Quand notre tour est venu, on nous a octroyé le numéro 6, risque élevé, shiesh en hébreu. J’ai entendu l’opérateur basané préposé à la machine à rayons X scrutant nos bagages héler la femme qui se tenait à l’autre extrémité du tapis roulant : “Voici les shiesh.”

On nous a étiquetés - pas avec une simple étiquette, mais une étiquette si collante, si tenace, qu’elle est difficile à enlever même quand on a atteint sa destination à l’autre bout du monde. On dirait qu’on veut que vous demeuriez marqué où que vous puissiez être.

Je commençais à envier ceux qui avaient reçu le numéro 3 et mieux encore le 2. Puis j’ai baissé les yeux et vu une étiquette sur mon blazer. J’étais couvert d’étiquettes, sur mes sacs et même sur mes habits.

En regardant enlever, examiner, sonder et tâter chaque objet contenu dans nos bagages, j’ai pensé à la première fois où j’ai subi ce traitement, dans ce même aéroport en 1971, alors que je partais pour l’université. J’avais été scandalisé qu’on expose tous mes effets personnels et mes sous-vêtements, ainsi que ceux de compagnons de voyage femmes au yeux de tous. Mais je n’étais pas dans les mêmes dispositions aujourd’hui.

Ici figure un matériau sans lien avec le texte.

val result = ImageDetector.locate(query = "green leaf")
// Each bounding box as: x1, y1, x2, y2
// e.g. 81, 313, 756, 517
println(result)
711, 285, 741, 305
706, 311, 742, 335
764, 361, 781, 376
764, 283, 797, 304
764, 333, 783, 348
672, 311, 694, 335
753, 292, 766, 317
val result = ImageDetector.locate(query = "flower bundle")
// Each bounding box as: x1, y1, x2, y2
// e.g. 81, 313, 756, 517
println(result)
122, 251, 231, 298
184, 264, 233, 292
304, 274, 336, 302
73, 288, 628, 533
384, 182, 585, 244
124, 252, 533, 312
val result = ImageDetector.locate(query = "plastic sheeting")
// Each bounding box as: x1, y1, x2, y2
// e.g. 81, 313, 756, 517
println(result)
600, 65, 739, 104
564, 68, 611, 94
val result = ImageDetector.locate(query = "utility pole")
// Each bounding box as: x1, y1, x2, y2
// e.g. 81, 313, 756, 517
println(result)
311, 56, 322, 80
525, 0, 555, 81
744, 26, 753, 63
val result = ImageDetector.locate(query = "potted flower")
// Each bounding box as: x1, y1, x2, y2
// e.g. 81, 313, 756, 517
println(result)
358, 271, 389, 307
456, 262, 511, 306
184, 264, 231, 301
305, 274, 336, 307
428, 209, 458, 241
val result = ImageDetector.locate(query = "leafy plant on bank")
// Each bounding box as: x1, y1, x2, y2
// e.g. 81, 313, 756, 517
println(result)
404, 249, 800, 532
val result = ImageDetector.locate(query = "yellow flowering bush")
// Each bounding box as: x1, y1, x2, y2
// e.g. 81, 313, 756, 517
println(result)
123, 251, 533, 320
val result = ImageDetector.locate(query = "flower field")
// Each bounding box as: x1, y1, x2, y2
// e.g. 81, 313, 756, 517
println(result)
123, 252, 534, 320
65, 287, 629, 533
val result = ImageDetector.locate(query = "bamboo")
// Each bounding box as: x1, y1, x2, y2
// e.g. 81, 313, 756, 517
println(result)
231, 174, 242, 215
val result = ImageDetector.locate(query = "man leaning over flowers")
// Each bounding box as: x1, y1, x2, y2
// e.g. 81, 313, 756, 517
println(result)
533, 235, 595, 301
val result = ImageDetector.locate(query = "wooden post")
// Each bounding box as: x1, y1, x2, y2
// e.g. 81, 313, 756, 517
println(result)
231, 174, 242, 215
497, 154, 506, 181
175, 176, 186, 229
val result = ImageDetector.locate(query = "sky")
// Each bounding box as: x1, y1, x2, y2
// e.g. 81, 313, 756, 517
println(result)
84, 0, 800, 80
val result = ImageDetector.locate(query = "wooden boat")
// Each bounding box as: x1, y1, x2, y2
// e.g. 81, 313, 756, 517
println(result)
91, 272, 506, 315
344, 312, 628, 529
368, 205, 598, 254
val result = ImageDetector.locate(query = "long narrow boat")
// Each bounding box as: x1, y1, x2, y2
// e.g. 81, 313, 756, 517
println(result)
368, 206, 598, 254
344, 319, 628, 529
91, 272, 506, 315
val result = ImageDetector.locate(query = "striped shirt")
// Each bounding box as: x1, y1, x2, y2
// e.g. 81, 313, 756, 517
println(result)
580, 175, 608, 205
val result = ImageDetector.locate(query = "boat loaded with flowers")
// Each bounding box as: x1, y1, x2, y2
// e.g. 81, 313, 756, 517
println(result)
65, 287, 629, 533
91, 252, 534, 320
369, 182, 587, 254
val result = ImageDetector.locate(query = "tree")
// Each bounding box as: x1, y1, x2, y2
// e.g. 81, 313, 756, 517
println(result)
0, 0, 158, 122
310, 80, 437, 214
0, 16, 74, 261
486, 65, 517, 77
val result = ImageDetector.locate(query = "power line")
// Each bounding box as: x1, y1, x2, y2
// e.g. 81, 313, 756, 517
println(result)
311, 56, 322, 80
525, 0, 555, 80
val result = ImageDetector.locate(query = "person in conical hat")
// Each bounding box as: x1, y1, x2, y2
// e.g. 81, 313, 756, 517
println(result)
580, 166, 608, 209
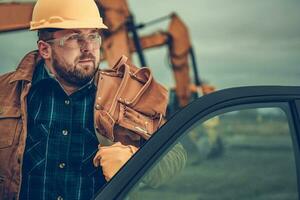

Après quoi on nous a écartés pour une fouille corporelle. On m’a demandé de baisser mon pantalon. Je ne cessais pas de penser à l’épreuve racontée par Alex et je me demandais si on allait regarder entre mes doigts de pied, à moi aussi. On a pris ma ceinture, mes chaussures et mon portefeuille pour les passer dans une autre machine. Mais avant de prendre le portefeuille, le jeune préposé m’a dit :
- Donnez-moi le portefeuille, mais retirez d’abord l’argent.
- Volontiers, dis-je non sans ajouter sur un ton ironique : non que je ne vous fasse pas confiance.
- C’est moi qui ne nous fais pas confiance, m’a-t-il répondu.
Le préposé à la sécurité nous a conduits au début de la file.
- Il y a une bonne raison à ça ? s’est enquis un Anglais, furieux de voir que nous le précédions désormais.
Notre chaperon lui a lancé une réponse laconique :
- Sécurité.
Constellés de shieshe comme nous l’étions, avec le sentiment de ressembler à la Bête de l’Apocalypse marquée du chiffre 666, nous avons finalement rejoint la file attendant l’embarquement. J’ai regardé le bagage à main que portait celui qui me précédait et j’y ai repéré une étiquette marquée d’un 1. Quel veinard ! Je l’ai détaillé : un homme grand, ventripotent. Il ressemblait à un Boer sud-africain. Comment avait-il réussi à obtenir cet 1 ? J’allais interroger cet heureux personnage quand j’ai vu qu’il portait un quotidien en hébreu. Bien sûr, c’était un Israélien, appartenant à la race supérieure !

C’est toujours quand je rentre en Israël que je ressens avec le plus d’acuité combien les Israéliens sont des envahisseurs qui se sont emparés de mon pays en en fermant les frontières aux habitants originels. Nous ne pouvons partir et revenir qu’à la discrétion de ces envahisseurs. La possibilité de me voir refuser l’entrée à la frontière me hante toujours et me maintient dans une grande nervosité durant tout le trajet de retour. Je me suis rendu compte que je vérifiais sans arrêt mes papiers d’identité. Durant les six dernières semaines, j’avais oublié que j’étais l’otage de ma carte d’identité israélienne qu’il me faut porter sans cesse sur moi au pays. Obsessionnel, je n’arrête pas de m’assurer que je ne l’ai pas perdue, sans cesse, comme si ma vie en dépendait.

Extrait de Journaux d’occupation, Paris 2016.